It is often assumed that the problem of data retention is about how to backup data and then restore it quickly and accurately, if there is a security event or system crash.
But, there are important cases, where the best data retention strategy is not to backup the data at all.
The process of backup is fairly well understood today and there are technologies for backing up data all the way from personal data backups on flash memory drives and Internet backup services to robots and cassette technologies for backing up terabytes of data.
Restoring data from backup is also nominally a fairly straightforward exercise, although I suspect that most businesses with well-oiled backup procedures generally don’t bother testing their backup media to see if they can actually restore the data.
But – there is another dimension to data retention besides backup and restore and that is minimizing the threat surface of sensitive data: PII (personally identifiable information) and ePHI (protected healthinformation stored in an electronic format).

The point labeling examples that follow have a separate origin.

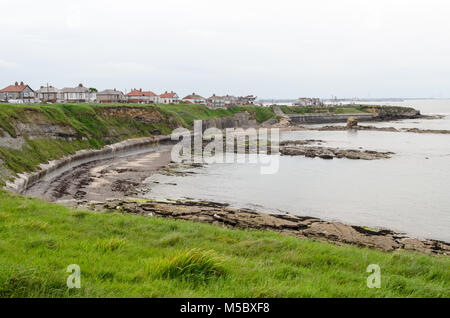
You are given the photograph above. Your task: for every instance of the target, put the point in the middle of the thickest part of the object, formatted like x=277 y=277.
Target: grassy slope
x=124 y=255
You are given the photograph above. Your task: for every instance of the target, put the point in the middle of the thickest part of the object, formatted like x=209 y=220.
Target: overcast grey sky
x=273 y=49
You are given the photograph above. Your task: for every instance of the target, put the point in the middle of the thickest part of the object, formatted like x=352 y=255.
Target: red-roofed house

Let’s take the case of a typical business that has customer data, commercial information and intellectual property related to a development and/or manufacturing process. What is more important in our data retention strategy: Backup and restore of customer data? backup and restore of contracts or backup and restore of source code? The only way to answer this question is to understand how much these assets are worth to the company and how much damage would be incurred if there was a data breach.
For the purpose of asset valuation, we distinguish between customer data without PII and customer data that may have PII. Let’s consider 4 key assets of a company that designs and manufactures widgets and sells them over the Internet.
1. Customer data that may have some personal identifiers. The company may not deliberately accept and process customer data with attributes that would enable a third party to identify end users but such data may be collected in the course of marketing campaigns or pilot programs and and stored on company computers. At the end of the marketing campaign, was the data removed? Probably not. In the case of a data breach of PII, it does not matter what the original intent was, the liability is there. The company will pay the cost of the disclosure all the way through investigative audit through possible litigation.
2. Customer data with no personal identifiers. Best practice is not to store data with PII at all, if the business needs numerical data for statistics, price analysistrend analysis of sales or simulations for new products, the analysis can be done on raw data without any PII.The best security control for PCI DSS and HIPAA is not to store PII at all.
3. Company reputation. If there was a data breach, chances are company reputation may be tarnished for a while but notoriety is a form of publicity that can always be spun to the company’s advantage.
4. Intellectual property – for example, chemical recipies, algorithms, software engineering and domain expertise. The damage of IP data loss can be sizable for a business, especially for an SME. Here – the data retention strategy should focus on highly reliable backup and restore with data loss prevention to block leakage of sensitive digital assets. There is an ethical component to protecting IP and that means making sure that your employees and contractors understand the importance of protecting the business IP.
Note that in the life cycle of a customer data breach, damage first accrues from attacks on the data assets followed by reputational damage as the company gets drawn deeper into damage control, investigation and litigation.
But what about the customer data?
How do you minimize the customer data security threat surface?
In 3 words, your data retention strategy is very simple:
Don’t store PII.
Decide now that sensitive data will be removed from servers and workstations. Make sure that customer data with PII is not backed up.